We own a part pit bull. But he’s not like any other doggie, he’s simply Chester. He’s treat motivated, hates bunnies, loves digging squeekers out of toys, likes other dogs, chases cats, and sometimes goes into wild dog mode where he runs through the house at top speed. He’s one of a kind just like you and I are. It’s been a year since we adopted him and it took every bit of that year to get to know him. There are people who we can get to know too, if we take time and have an open mind.

The pictures are Chester at the reunion…he’s tired but happy!  😊


Tattoos and memories…

This has been an interesting weekend. Last Wednesday night I got the tattoo I was thinking about. Then Sunday was the Nightingale (my mom’s family) reunion. I stocked up on Advil. FOR THE TATTOO …come on now😊 So how it all began..

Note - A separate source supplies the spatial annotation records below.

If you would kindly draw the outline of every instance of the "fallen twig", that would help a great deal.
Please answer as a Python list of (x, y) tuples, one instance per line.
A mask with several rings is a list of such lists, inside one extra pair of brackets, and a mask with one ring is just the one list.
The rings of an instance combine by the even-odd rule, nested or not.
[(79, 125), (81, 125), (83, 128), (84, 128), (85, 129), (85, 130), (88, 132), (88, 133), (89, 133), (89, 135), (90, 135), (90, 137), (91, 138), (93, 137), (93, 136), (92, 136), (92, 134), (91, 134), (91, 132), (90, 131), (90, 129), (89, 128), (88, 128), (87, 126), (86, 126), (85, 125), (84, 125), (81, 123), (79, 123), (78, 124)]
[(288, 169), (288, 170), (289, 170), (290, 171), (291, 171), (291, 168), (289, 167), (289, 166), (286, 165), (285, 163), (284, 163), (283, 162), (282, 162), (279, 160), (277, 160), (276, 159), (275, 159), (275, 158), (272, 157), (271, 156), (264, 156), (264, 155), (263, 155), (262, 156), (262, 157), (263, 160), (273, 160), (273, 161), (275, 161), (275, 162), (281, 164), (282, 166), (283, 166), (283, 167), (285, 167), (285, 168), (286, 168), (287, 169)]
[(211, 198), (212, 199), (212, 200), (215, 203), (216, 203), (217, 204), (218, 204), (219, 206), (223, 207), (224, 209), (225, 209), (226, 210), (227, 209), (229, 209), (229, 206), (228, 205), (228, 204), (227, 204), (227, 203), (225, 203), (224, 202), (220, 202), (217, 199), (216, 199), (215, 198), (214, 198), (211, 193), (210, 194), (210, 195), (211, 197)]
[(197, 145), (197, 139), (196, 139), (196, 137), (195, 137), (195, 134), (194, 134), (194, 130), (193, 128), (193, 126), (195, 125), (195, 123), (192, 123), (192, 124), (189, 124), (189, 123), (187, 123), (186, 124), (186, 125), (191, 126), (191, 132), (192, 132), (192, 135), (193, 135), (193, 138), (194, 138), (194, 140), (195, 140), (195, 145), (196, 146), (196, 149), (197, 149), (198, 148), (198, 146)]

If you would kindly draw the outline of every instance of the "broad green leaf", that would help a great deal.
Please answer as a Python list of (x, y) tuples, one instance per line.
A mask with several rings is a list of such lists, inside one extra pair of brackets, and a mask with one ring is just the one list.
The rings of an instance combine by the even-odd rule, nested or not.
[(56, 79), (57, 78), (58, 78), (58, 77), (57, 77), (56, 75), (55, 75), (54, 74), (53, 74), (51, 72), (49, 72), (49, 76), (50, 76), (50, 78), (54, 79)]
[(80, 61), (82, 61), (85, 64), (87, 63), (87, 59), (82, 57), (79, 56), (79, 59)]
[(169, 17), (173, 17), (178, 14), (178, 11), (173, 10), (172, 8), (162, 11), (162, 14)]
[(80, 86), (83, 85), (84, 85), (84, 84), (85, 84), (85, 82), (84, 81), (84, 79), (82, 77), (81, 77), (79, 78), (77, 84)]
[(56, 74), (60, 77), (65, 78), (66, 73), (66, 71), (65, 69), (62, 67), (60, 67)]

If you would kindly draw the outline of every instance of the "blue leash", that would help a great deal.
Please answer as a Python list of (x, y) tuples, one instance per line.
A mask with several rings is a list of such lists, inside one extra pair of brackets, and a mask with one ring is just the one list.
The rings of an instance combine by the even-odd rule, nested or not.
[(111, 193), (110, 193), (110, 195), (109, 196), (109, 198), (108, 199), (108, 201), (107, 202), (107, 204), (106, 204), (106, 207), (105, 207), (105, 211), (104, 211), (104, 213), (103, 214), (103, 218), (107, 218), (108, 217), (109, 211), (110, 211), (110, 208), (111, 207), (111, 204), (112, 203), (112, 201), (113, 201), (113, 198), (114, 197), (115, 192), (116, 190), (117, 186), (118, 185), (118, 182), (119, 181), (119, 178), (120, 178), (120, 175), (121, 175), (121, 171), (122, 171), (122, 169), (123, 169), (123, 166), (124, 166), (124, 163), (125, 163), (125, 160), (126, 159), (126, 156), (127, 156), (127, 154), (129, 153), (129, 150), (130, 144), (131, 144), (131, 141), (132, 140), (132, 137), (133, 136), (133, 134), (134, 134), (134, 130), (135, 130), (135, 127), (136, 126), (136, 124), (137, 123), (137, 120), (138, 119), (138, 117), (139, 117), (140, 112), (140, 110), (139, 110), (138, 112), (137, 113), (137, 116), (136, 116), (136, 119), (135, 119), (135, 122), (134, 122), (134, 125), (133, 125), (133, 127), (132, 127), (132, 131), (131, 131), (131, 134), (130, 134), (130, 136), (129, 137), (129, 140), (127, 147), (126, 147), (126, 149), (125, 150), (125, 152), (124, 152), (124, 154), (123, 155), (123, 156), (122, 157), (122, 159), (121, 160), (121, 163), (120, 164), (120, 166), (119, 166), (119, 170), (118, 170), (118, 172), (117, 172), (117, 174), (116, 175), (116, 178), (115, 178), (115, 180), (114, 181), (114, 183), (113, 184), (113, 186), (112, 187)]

When I see dead animals on the side of the road, I become incredibly sad. It’s overwhelming in a way. The problem is, I drive 35 minutes to work, and there are a few guarantees in Cleveland: orange cones/construction, a slow down around MLK Boulevard and Dead Man’s Curve, and dead animals at the side of the road. Like with sad movies (I will NOT be seeing the Art of Racing in the Rain, although the book was excellent) I have to limit what I take in, so I try not to look. One day I was driving and noticed a dead bird. I started to feel bad when it hit me…the bird didn’t know it was going to die. Birds live their lives completely in the moment. That bird was flying along probably at full speed, then boom, gone. There’s no worry or anxious thought about the future. There’s no regret of a lost past. In the moment. That bird made every moment count because the moment is all it had. I knew then I wanted birds in my tattoo to remind me to live the moment. Don’t worry about tomorrow, live today.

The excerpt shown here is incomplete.